“艹!”

    杨小天见狗子走过来,吓的全身紧张,死死捏着手里的鸡腿,不敢乱动。

    豌豆两眼放光的盯着他手里的鸡腿,前腿一跃,两只爪子扒在他的腰间的位置,张开大嘴一口咬住他手上的脆皮鸡。

    狗子稍用蛮劲,直接抢走鸡腿,在他面前啃的不亦乐乎。

    “呜呜呜,鸡腿我不要了,谁把它弄走,旭哥~”

    大狗子吃完鸡腿,意犹未尽的朝杨小天吠了声,吓的他僵硬着全身,话都不敢说。

    随后,它又看向楚旭廷,眼巴巴的样子竟是渴望。

    “想吃?”

    楚旭廷拿起肉串晃了晃。

    “汪!”

    “不给。
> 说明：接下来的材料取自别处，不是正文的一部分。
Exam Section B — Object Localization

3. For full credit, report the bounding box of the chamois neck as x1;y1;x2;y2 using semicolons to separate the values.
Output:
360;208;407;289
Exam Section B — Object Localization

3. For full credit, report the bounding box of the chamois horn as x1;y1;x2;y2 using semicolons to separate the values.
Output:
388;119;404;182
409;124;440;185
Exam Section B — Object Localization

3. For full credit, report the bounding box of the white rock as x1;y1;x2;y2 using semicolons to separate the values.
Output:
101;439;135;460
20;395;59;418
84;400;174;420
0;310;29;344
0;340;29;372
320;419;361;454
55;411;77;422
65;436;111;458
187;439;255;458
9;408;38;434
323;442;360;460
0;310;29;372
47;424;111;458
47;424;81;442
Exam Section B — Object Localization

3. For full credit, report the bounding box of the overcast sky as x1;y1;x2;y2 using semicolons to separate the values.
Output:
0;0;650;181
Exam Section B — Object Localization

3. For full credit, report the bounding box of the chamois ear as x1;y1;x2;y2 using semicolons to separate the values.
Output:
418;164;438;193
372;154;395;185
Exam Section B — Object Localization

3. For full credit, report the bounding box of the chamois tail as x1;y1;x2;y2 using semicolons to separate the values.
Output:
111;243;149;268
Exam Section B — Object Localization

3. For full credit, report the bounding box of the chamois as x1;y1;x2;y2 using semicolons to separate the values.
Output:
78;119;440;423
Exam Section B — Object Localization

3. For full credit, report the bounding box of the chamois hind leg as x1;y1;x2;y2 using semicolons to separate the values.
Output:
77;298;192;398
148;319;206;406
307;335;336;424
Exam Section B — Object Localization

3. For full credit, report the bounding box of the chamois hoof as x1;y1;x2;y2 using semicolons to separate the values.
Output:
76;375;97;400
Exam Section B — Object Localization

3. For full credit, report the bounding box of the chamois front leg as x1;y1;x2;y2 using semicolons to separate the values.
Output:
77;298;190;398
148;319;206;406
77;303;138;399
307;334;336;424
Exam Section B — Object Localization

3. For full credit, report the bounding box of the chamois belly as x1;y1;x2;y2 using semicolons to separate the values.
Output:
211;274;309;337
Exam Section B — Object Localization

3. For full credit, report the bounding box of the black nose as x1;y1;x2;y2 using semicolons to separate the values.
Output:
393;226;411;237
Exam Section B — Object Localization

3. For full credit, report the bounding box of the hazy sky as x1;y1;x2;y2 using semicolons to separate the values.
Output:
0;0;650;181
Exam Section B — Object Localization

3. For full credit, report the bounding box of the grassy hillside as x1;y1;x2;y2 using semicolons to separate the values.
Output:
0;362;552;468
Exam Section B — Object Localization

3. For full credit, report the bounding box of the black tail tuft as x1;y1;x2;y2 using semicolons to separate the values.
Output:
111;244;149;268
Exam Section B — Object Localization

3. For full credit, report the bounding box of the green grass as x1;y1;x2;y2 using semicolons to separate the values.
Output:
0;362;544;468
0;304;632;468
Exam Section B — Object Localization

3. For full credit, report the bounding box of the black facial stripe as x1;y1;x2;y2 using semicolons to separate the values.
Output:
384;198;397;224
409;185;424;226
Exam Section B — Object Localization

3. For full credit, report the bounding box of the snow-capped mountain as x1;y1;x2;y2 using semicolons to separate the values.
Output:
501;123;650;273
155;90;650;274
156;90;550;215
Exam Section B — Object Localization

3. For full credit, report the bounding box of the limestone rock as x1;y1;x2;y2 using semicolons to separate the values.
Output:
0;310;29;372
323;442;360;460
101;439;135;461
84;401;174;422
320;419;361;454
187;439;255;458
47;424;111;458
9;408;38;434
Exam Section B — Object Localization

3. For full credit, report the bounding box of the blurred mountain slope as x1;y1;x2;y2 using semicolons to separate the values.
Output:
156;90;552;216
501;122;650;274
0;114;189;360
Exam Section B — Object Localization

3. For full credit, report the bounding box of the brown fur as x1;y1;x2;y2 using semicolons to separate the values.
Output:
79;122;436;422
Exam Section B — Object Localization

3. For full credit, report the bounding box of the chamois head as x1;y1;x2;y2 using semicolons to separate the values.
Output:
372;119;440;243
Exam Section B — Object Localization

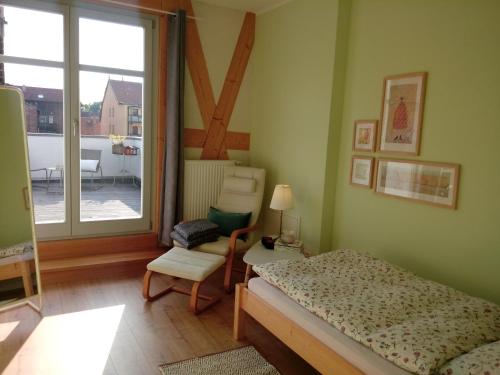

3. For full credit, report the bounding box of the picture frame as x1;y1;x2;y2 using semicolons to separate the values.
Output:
352;120;378;152
375;159;460;209
349;156;375;189
377;72;427;155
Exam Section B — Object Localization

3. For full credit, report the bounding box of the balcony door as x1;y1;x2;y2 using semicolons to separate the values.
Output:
0;0;153;238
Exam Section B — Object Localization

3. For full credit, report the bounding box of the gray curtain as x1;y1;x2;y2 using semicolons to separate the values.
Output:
160;10;186;246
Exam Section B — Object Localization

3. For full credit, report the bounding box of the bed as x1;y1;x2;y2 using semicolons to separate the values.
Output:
234;250;500;375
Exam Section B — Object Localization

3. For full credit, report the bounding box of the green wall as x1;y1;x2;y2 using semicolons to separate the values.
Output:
329;0;500;303
250;0;338;250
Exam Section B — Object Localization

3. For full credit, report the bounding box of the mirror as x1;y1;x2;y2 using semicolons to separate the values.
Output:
0;87;41;311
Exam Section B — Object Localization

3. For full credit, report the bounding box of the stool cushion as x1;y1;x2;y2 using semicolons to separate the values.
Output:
147;247;226;281
174;236;251;256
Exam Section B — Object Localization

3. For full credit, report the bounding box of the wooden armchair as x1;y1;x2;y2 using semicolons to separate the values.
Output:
175;166;266;292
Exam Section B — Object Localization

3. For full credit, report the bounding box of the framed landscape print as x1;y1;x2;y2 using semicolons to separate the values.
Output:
350;156;374;189
352;120;378;152
378;72;427;155
375;159;460;208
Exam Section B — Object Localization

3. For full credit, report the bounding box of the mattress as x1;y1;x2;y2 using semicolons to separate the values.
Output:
248;277;411;375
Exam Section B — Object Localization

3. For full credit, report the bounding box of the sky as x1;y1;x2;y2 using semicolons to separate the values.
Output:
4;6;144;104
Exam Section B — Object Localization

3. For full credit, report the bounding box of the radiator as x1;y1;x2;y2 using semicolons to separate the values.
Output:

”

    “呜~”

    不给不走。

    豌豆蹲在他面前,直勾勾的盯着他,找机会想直接硬抢。

    显然,面前这个高个子没有前面两个好对付,一点都不怕的它的,嘤~

    外貌优势不起作用了。

    楚旭廷慢条斯理的吃着东西,挑衅般看着它,一口一口吃完手里的鸡肉卷。

    “卧槽,它口水都流出来了!”

    萧明明蜷在沙发上,特埋汰的看着餐桌那边的情况。

    “旭哥,你把它送走吧,我想起来了,这狗是之前住对门那个大姐姐的。”

    “你不是要把它关起来,不还给原主人吗?”

    “别了,我无福消受,赶紧把这樽瘟神送走!”

    楚旭廷闷笑着,优雅的擦干净手,从纸盒里取出一支肉串,也不招呼大狗子,直接朝门那边走去。

    豌豆流着哈达子,亦步亦趋的跟着。

    他刚要蹲下换鞋,大狗子微曲前腿,作势要扑上来。

    楚旭廷察觉到它的意图,高举起手里的肉串,穿好鞋往对面示意。

    一人一狗出了门,屋里的其他两位小朋友才松了口气。

    丁谣正往头发上抹护发素,听到外面传来急促的敲门声,以为又是快递员送错了地方,只得在浴室大喊,“去对面。”

    敲门的人显然没听见,频率更高了。

    丁谣无奈,只能匆匆擦干身上的水渍,裹着浴袍,用毛巾包裹着来不及清洗干净的头发,赤着脚从盥洗室出来。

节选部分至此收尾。